Another World est à la fois un jeu fascinant et terriblement frustrant, novateur et bourré d'archaïsmes. Bref, un immense paradoxe difficile à évaluer manette en main. Par chance, ce qui reste en mémoire après avoir fini une partie d'Another World ce sont - en majorité - ses qualités.
Ce jeu est d'une incroyable modernité, visuelle et conceptuelle. Même s'il n'est sans doute pas le premier à le faire, il annonce clairement le futur (actuel) du jeu vidéo, cette volonté de créer une narration intense, prenante, cinématographique en somme, mais surtout très épurée, qui se vit en instantané, à la fois par la direction artistique sublime et fascinante et par les péripéties qui surviennent, en direct, et souvent par surprise, au cœur des phases de jeu. Cette modernité est toujours aussi étonnante, et elle doit énormément à cette pureté du visuel et du gameplay. Des jeux comme Limbo ou Inside (et les innombrables titres indé du même genre) doivent tout ou presque à Another World.

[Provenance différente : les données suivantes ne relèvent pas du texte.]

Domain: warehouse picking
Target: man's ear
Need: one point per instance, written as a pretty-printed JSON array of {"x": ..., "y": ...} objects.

Là où le jeu est moins réussi, c'est au niveau de la progression à coup de die & retry qui peut se révéler très agaçante par moment. Il faut répéter plusieurs fois les mêmes séquences avant de comprendre les actions à effectuer, et surtout avant de maîtriser le timing des mouvements pour parer aux menaces qui s'enchaînent et qui sont immédiatement mortelles. Il aurait peut-être fallu avoir des checkpoints mieux gérés, ils sont parfois rapprochés, parfois trop éloignés, obligeant à refranchir des passages qui ne présentent aucun intérêt ou difficulté particuliers. On repart souvent plusieurs écrans en arrière là où un jeu récent aurait tendance à revenir au début de l'écran en cours.

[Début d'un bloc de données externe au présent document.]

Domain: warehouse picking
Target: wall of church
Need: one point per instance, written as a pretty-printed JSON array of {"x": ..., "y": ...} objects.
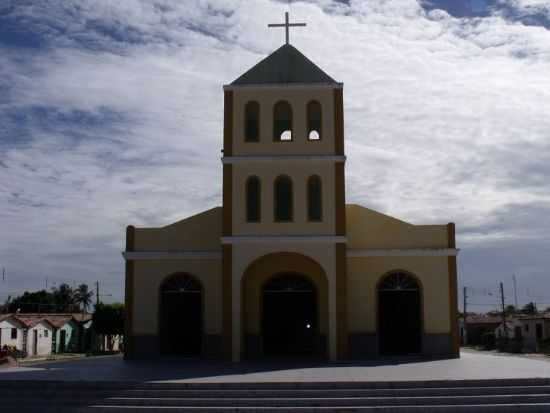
[
  {"x": 299, "y": 172},
  {"x": 370, "y": 229},
  {"x": 298, "y": 97},
  {"x": 363, "y": 275},
  {"x": 199, "y": 232},
  {"x": 148, "y": 277}
]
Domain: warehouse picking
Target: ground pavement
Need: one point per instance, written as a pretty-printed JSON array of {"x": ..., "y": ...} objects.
[{"x": 472, "y": 365}]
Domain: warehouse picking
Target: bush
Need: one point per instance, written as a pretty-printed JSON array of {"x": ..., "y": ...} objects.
[
  {"x": 511, "y": 345},
  {"x": 488, "y": 340},
  {"x": 544, "y": 346},
  {"x": 12, "y": 352}
]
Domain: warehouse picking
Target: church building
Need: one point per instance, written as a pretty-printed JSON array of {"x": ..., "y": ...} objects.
[{"x": 285, "y": 268}]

La progression peut également s'avérer confuse. Je pense notamment au passage dans les grottes qui présente plusieurs chemins, mais qui nécessite un enchaînement précis d'actions à effectuer pour pouvoir avancer (mais aussi pour créer un checkpoint), ce qui n'apparaît pas toujours évident. On comprend parfois la logique mais si on ne fait pas les choses dans le bon ordre on se retrouve bloqué. Et comme le jeu n'indique rien, on tâtonne parfois à contre courant. Et en même temps cela fait partie du charme du jeu, il ne serait peut-être pas aussi fort et évocateur s'il était mieux balisé, plus linéaire.
Another World fait partie de ces jeux que l'on a parfois envie de jeter par la fenêtre quand on y joue (je pense notamment à Shadow of the Colossus) mais qui au final, avec le recul, laissent un souvenir impérissable grâce à des idées visionnaires et à la création d'une atmosphère envoutante et mémorable.